Nous sommes à Trivandrum, la capitale du Kerala. Le lotissement où vient se nicher la classe moyenne indienne qui porte un nom évocateur : Blue Hills, les collines bleues. Mais tout va devenir très vite cramoisi. La cellule familiale qui en apparence fonctionne encore selon les coutumes traditionnelles, a depuis longtemps déraillé. L’Inde est un pays émergent. La société de consommation est à portée d’un plus grand nombre. Les parents ont envoyé leurs enfants à l’école. Mais la fenêtre du savoir a bouleversé les rapports intrafamiliaux. Parents et enfants se sont mis à vivre côte à côte, la parole s’est tarie. Posséder est devenu le Graal.  « Comme pour la voiture des années plus tard, mes parents avaient contracté un gros emprunt pour acheter la maison de Blue Hills, pensant sans doute que Stree et moi les aiderions à le rembourser. » Exister individuellement n’a jamais été une forme motrice, une évolution naturelle de cette société désormais lancée à grande vitesse sur les routes de la modernité. Tout a toujours tourné autour du groupe. La diffusion incontrôlée de cette vidéo relève d’une forme de mise à mort de toute velléité d’émancipation.
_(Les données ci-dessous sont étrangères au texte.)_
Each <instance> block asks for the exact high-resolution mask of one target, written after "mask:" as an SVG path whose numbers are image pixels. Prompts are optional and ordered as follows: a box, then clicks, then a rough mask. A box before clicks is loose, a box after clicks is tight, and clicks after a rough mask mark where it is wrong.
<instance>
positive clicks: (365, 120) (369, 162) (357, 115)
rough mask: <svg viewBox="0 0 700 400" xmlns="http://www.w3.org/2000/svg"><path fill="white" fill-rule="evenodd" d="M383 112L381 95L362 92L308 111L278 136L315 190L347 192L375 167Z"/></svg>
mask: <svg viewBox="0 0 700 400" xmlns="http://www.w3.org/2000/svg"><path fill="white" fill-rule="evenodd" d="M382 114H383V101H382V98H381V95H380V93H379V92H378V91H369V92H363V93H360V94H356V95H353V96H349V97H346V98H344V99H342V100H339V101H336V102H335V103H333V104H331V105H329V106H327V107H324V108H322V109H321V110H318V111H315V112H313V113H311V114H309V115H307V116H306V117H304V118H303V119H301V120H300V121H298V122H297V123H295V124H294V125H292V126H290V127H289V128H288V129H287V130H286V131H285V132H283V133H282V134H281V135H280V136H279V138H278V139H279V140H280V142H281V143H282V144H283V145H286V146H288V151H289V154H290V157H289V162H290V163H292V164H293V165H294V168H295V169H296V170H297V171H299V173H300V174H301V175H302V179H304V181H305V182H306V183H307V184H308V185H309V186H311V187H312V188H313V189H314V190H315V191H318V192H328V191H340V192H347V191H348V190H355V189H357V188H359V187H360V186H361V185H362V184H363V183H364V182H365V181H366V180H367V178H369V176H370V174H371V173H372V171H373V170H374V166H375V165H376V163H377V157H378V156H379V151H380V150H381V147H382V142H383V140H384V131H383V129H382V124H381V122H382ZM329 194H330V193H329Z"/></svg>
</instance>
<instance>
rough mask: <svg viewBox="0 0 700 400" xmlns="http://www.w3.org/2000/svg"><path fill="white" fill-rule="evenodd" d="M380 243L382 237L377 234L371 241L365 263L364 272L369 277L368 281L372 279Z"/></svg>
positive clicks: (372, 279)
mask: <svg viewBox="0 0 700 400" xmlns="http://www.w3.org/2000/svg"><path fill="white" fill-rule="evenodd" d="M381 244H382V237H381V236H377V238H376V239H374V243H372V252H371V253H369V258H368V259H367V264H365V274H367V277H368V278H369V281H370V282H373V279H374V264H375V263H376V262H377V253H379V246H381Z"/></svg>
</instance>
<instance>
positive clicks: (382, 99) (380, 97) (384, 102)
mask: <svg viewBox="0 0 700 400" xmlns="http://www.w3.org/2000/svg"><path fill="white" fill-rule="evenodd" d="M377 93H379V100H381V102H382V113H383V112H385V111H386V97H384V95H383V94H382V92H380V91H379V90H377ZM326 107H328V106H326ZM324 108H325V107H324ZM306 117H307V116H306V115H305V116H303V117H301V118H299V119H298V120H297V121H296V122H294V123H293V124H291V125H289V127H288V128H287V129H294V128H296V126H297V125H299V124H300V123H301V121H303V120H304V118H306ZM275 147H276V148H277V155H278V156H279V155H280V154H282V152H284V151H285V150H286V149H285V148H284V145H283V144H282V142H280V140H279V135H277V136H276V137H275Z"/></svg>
Le narrateur est le frère de celui par qui le scandale est arrivé. Il est une sorte de médiateur au regard distancié, tantôt en empathie avec son aîné, tantôt exaspéré par ce dernier. Avec ce premier roman, Aravind Jayan nous rappelle que l’une des grandes puissances au monde est traversée de courants contradictoires. Il faut tenter de vivre sa vie de jeune femme ou homme moderne dans un pays de castes et de patriarcat. Il faut aussi affronter le père quand on est un fils destiné à une obéissance aveugle et un futur non choisi. Sur un ton drôle et grinçant, « Jeune couple s’éclate en plein air » a figuré en 2023 dans la shortlist du prix Bollinger qui récompense chaque année outre-Manche la meilleure fiction comique dans l’esprit de P.G.Wodehouse. Un nouvel incident a secoué Blue Hills. Une histoire de trafic de marijuana. Les voisins sont passés à autre chose. Amma a eu l’air agacé. Appa a parlé d’acquérir une nouvelle voiture. Une Benz de troisième main. « Qu’il n’aura jamais les moyens d’acheter. »

 « Jeune couple s’éclate en plein air », d’Aravind Jayan, Traduit de l’Anglais (Inde) par Benoîte Dauvergne, Éditions Actes Sud, 272 pages, 22.50 euros.